Zdjęcie: pixabay.com

Medycyna mówi o różnych rodzajach śmierci: biologiczna, kliniczna, nagła, powolna. Śmierć zwykle kojarzona jest z ustaniem funkcjonowania ciała. Dzisiaj słowo Boże jest o śmierci i o życiu. Ojciec z przypowieści mówi o swoim synu, że był umarły a znów ożył. Skądinąd wiemy, że ów syn nigdzie nie zginął, cały czas żył, co więcej, czerpał z życia całymi garściami, a jego ojciec mówi, że był umarły. Wiemy już, że chodzi tu o śmierć duchową. A co to znaczy? Najkrócej mówiąc chodzi o śmierć miłości, gdy człowiek zaczyna rezygnować z miłości, przestaje kochać, i wtedy tak naprawdę umiera. I to jest śmierć. Izoluje się na innych, na dawnych znajomych, nawet przyjaciół, także na Pana Boga.
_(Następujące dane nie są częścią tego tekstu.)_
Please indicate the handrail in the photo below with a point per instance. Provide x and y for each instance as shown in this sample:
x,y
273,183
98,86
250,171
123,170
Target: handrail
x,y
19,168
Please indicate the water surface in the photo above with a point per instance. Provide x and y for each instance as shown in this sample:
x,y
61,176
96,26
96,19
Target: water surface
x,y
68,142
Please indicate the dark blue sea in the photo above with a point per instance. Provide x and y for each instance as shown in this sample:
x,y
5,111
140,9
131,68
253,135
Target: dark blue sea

Młodszy syn z przypowieści niby wybrał wolność, która jednak doprowadziła go do całkowitej izolacji, stracił wszystko: ojca, dom, dawnych znajomych. Ostatnimi kompanami jego życia były zwierzęta, jadł to co one jadły. Cały dramat syna wynikał z tego, że porzucił ojca, dom. Wybrał to, co mu się należy: daj mi to, co do mnie należy. Tymczasem w domu ojca wszystko jest jego: Wszystko moje jest twoje – mówi ojciec. Myślę, że cała tragedia obu synów miała źródło w tym, że obaj na swój sposób wykluczyli ojca. Jeden wziął swoją część i oddalił się od ojca, drugi niby pozostał, ale stracił szczęście poczucia domu i bliskości ojca. Nie trzeba dopowiadać, że w tym wszystkim chodzi o Boga, który jest naszym Ojcem, i o każdego z nas, czasami w roli młodszego a czasami starszego syna. [prob.]